Adaptive Soft Rolling KV Freeze with Entropy-Guided Recovery: Sublinear Memory Growth for Efficient LLM Inference
Problem Statement
Long-context LLM inference is bottlenecked by KV cache memory, which grows linearly with sequence length and exhausts GPU memory. Existing eviction-based approaches (e.g., StreamingLLM, H2O) permanently discard tokens, risking irreversible information loss.

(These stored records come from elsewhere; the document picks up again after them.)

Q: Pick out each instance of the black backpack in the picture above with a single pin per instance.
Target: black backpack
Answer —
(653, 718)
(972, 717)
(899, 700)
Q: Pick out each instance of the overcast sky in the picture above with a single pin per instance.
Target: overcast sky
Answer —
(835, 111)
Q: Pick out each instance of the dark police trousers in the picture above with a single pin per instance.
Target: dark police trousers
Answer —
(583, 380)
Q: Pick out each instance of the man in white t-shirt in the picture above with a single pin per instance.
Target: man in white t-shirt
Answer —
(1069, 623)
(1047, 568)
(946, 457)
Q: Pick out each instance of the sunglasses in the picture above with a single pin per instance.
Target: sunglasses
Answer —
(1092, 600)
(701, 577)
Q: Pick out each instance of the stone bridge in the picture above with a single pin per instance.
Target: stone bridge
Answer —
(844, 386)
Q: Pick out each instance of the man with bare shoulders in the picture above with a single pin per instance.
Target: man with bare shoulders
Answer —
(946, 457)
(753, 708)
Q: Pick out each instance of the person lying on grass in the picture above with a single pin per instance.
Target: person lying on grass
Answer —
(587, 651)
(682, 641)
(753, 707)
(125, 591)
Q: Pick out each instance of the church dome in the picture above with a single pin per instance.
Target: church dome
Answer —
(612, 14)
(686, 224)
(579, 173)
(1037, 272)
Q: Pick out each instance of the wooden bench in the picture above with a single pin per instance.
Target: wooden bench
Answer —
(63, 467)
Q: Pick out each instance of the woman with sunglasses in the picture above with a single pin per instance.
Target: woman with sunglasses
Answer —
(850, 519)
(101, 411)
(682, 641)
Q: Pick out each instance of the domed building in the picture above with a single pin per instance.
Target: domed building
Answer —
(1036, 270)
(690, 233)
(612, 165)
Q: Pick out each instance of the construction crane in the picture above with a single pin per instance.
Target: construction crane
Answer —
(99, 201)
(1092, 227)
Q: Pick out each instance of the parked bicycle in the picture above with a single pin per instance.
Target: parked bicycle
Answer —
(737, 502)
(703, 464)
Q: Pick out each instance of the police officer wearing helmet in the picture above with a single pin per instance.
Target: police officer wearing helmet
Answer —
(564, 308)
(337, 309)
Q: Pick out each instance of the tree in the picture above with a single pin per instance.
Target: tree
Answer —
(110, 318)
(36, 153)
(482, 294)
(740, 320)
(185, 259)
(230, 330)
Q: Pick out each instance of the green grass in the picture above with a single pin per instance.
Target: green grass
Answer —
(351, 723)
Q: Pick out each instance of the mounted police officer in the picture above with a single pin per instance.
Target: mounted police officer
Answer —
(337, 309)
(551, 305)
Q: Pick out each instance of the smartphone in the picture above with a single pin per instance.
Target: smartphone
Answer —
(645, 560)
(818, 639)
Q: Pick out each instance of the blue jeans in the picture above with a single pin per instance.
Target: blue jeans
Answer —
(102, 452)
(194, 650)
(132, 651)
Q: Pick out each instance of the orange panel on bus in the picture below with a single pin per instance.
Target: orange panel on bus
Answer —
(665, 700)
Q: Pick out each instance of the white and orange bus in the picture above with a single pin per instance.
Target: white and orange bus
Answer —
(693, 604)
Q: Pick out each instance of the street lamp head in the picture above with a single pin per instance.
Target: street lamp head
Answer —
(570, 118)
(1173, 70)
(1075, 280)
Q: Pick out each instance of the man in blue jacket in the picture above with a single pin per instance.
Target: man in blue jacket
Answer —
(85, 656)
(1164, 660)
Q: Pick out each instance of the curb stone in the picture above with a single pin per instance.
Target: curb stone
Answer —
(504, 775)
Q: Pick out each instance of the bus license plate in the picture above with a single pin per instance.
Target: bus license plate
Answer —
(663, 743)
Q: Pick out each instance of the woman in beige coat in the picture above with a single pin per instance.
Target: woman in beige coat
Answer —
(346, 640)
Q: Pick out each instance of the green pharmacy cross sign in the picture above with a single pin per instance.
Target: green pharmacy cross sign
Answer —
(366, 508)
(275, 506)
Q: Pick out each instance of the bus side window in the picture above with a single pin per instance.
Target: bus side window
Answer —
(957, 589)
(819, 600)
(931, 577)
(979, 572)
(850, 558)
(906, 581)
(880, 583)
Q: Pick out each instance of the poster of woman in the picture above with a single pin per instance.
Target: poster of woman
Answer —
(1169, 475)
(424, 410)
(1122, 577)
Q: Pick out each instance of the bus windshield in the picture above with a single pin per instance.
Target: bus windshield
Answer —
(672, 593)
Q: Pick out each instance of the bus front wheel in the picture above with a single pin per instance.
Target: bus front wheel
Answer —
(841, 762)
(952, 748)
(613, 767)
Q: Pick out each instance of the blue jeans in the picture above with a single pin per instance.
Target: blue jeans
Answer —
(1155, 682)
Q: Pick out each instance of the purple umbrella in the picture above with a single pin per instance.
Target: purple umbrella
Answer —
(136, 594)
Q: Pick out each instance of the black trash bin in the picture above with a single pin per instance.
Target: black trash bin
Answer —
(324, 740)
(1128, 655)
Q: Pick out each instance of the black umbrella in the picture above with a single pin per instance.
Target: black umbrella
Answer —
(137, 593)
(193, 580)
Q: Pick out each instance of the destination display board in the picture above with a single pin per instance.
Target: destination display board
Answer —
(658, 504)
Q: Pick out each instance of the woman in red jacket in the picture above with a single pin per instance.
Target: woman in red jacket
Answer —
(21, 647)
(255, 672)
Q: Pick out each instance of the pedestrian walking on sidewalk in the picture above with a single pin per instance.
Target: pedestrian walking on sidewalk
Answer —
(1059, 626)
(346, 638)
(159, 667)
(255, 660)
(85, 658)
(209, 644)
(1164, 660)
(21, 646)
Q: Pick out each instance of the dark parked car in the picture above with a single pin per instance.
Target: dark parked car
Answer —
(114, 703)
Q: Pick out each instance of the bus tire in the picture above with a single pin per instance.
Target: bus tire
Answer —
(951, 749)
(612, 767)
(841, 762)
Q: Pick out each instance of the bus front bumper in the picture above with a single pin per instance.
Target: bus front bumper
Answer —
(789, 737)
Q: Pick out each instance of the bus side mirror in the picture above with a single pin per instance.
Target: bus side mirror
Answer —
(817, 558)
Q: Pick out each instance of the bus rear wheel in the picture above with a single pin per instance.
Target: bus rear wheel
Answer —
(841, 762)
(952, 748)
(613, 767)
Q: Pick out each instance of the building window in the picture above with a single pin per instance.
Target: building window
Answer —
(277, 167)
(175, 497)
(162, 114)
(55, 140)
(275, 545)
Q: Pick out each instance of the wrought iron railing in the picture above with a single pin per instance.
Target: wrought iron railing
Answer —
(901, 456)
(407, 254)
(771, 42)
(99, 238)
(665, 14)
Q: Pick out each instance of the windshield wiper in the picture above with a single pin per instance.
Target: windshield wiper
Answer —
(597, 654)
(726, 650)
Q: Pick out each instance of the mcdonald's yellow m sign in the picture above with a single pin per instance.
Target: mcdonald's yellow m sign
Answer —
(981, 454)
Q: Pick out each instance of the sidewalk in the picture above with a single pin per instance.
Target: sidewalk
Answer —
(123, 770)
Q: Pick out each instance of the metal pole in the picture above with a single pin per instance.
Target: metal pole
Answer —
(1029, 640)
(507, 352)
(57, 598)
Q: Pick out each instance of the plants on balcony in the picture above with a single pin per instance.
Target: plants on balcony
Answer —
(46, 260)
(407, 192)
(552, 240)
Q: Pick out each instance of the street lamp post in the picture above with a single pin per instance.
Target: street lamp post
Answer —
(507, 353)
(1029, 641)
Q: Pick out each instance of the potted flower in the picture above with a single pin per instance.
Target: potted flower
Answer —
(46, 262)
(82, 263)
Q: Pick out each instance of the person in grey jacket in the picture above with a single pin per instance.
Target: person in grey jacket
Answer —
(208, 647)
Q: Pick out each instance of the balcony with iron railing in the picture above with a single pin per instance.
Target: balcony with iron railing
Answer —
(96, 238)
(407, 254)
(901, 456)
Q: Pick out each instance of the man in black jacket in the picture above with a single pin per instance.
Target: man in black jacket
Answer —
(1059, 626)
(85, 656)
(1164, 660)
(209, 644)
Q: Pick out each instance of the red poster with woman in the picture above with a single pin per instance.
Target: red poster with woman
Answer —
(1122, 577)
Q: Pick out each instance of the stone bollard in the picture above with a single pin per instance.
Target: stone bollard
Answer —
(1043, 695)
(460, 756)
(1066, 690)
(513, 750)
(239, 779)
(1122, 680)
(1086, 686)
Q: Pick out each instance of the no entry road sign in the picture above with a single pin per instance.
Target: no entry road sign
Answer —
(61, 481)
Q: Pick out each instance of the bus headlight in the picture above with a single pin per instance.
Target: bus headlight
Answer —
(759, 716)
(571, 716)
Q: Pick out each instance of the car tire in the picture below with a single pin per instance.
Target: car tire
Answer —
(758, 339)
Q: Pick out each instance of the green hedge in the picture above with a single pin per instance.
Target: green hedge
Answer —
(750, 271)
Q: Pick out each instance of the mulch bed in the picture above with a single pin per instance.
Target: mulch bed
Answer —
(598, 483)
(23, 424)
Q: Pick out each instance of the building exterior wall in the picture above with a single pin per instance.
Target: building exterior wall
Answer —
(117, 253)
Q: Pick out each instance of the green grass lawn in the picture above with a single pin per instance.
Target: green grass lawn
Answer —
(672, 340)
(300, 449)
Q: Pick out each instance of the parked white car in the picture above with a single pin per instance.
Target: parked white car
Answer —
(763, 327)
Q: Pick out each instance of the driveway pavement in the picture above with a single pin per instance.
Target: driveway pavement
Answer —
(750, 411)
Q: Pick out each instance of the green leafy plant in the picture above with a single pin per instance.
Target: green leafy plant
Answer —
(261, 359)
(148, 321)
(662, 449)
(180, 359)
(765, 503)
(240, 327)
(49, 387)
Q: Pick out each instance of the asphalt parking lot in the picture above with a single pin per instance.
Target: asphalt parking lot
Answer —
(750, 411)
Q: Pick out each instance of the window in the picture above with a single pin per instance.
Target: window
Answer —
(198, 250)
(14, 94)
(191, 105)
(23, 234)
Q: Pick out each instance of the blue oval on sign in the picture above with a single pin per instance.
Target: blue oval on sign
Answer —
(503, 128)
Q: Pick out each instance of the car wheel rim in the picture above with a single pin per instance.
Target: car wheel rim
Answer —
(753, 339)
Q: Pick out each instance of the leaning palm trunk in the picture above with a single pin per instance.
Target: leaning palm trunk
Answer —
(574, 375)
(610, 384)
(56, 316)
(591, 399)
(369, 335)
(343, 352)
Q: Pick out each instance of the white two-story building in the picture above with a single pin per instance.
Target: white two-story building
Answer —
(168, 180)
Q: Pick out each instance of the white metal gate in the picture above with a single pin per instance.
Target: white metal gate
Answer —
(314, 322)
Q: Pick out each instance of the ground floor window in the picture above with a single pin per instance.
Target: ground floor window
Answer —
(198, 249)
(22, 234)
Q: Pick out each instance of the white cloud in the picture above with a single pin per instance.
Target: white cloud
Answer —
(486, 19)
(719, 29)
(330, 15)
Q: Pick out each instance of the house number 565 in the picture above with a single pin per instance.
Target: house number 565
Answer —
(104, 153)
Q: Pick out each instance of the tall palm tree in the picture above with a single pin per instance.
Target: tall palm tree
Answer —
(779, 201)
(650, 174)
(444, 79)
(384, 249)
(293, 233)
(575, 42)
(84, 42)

A reversible, memory-efficient alternative that preserves full context fidelity is needed for practical deployment.
Key Novelty
- Reversible soft-freeze mechanism that suspends KV updates for low-importance tokens while preserving them in off-GPU storage for on-demand restoration, unlike permanent eviction methods
- Entropy-guided importance detection within a sliding attention window to identify which tokens can be safely frozen without quality degradation
- Sublinear freeze scheduling where freeze duration grows sublinearly with repeated low-importance detections, preventing over-aggressive compression and balancing memory savings with fidelity
Evaluation Highlights
- 55-67% reduction in active KV cache size on LLaMA-3 8B while maintaining generation quality
- Passes needle-in-haystack retrieval tests, demonstrating preserved long-range context retrieval despite cache compression
Breakthrough Assessment
Methodology
- At each generation step, compute attention entropy within a sliding window to score token importance; low-entropy (low-attention-variance) tokens are flagged as candidates for freezing
- Apply the soft-freeze: suspend active KV cache updates for flagged tokens and offload their KV entries to CPU/off-GPU storage, freeing GPU memory while retaining recoverability
- Use sublinear freeze scheduling to determine freeze duration per token based on repeated low-importance detections; restore frozen tokens on demand via entropy-guided recovery when their importance rises above threshold
System Components
A local window over recent tokens used to compute per-token attention entropy scores that proxy importance for freeze decisions
Measures attention entropy per token to identify low-importance tokens suitable for KV freezing, and triggers recovery when entropy indicates renewed relevance
Reversibly suspends KV cache updates for low-importance tokens by offloading their entries to off-GPU (CPU) storage instead of permanently deleting them
Controls how long a token remains frozen using a sublinear function of repeated low-importance detections, preventing runaway compression of frequently low-scored tokens
Restores frozen KV entries from off-GPU storage back to GPU when the entropy-guided scorer determines a previously frozen token has become important again
Results
| Metric/Benchmark | Baseline (Full KV Cache) | ASR-KF-EGR | Delta |
|---|---|---|---|
| Active KV Cache Size (LLaMA-3 8B) | 100% (full cache) | 33-45% of full cache | -55% to -67% |
| Needle-in-Haystack Retrieval | Pass | Pass | No degradation |
| Generation Quality | Reference quality | Maintained (qualitative) | No significant loss |
| Fine-tuning Required | N/A | None (training-free) | 0 training cost |
Key Takeaways
- Practitioners can deploy this as a drop-in inference optimization for long-context LLMs without any retraining, making it immediately applicable to memory-constrained production environments
- The off-GPU storage approach trades GPU memory for CPU memory and potential I/O latency — practitioners must profile restoration overhead in latency-sensitive applications before adoption
- The architecture-agnostic design means it can be evaluated on any transformer-based LLM, but the preliminary nature of experiments (single model, limited tasks) warrants caution before treating reported gains as generalizable
Abstract
We present Adaptive Soft Rolling KV Freeze with Entropy-Guided Recovery (ASR-KF-EGR), a training-free inference-time framework for efficient large language model generation. Our method introduces a reversible soft-freeze mechanism that temporarily suspends key-value (KV) updates for low-importance tokens identified within a sliding attention window. Unlike eviction-based approaches that permanently discard context, ASR-KF-EGR preserves all tokens in off-GPU storage and restores them on demand. We extend the framework with sublinear freeze scheduling, where freeze duration grows sublinearly with repeated low-importance detections, preventing over-aggressive compression. Preliminary experiments on LLaMA-3 8B demonstrate 55-67% reduction in active KV cache size while maintaining generation quality and passing needle-in-haystack retrieval tests. The method is architecture-agnostic, requires no fine-tuning, and provides a practical solution for memory-constrained deployment of long-context LLMs.